בֵּית יִשְׂרָאֵל בָּרֲכוּ אֶת־יְהוָה בֵּית אַהֲרֹן בָּרֲכוּ אֶת־יְהוָה
“O house of Israel, bless the LORD! O house of Aaron, bless the LORD!”
בֵּית הַלֵּוִי בָּרֲכוּ אֶת־יְהוָה יִרְאֵי יְהוָה בָּרֲכוּ אֶת־יְהוָה
“O house of Levi, bless the LORD! You that fear the LORD, bless the LORD!”
בָּרוּךְ יְהוָה מִצִּיּוֹן שֹׁכֵן יְרוּשָׁלִָם הַלְלוּ־יָהּ
“Blessed be the LORD from Zion, he who resides in Jerusalem. Praise the LORD!”
And, this Psalm ends as it began: with a call to the religious leaders of the nation to lead the nation in the praise of God. Again, to repeat Adam Clarke’s remark: “It is an exhortation addressed to the priests and Levites, and to all Israel, to publish the praises of the Lord.” Someone has to begin the song. Someone has to continue telling and re-telling the story.
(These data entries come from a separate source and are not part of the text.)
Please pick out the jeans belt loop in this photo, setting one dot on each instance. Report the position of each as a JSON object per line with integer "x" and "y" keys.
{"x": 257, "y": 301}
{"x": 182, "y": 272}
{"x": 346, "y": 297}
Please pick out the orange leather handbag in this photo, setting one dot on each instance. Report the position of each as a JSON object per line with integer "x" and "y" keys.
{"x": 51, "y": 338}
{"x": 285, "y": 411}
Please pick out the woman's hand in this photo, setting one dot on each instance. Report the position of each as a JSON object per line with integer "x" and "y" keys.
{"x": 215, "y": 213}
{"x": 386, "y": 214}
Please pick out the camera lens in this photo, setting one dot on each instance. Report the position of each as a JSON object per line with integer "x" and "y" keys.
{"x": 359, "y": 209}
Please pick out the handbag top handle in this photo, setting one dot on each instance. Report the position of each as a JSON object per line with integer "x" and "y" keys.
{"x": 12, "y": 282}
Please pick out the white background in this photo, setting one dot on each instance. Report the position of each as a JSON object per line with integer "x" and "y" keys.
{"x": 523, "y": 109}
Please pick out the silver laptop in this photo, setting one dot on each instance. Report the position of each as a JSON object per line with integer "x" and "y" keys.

If the “house of Israel” is to praise, it is up to the “house of Aaron” and the “house of Levi” to remind them and to lead the way for them.
Praise to the Lord, the Almighty, the King of creation!
O my soul, praise him, for he is your health and salvation!
Come, all who hear; now to his temple draw near,
join me in glad adoration.
Praise to the Lord, above all things so wondrously reigning;
sheltering you under his wings, and so gently sustaining!
Have you not seen all that is needful has been
sent by his gracious ordaining?
Praise to the Lord, who will prosper your work and defend you;
surely his goodness and mercy shall daily attend you.
Ponder anew what the Almighty can do,
if with his love he befriends you.
Praise to the Lord! O let all that is in me adore him!
All that has life and breath, come now with praises before him.
Let the Amen sound from his people again;
gladly forever adore him.
— Joachim Neander (1680), translated by Catherine Winkworth (1863).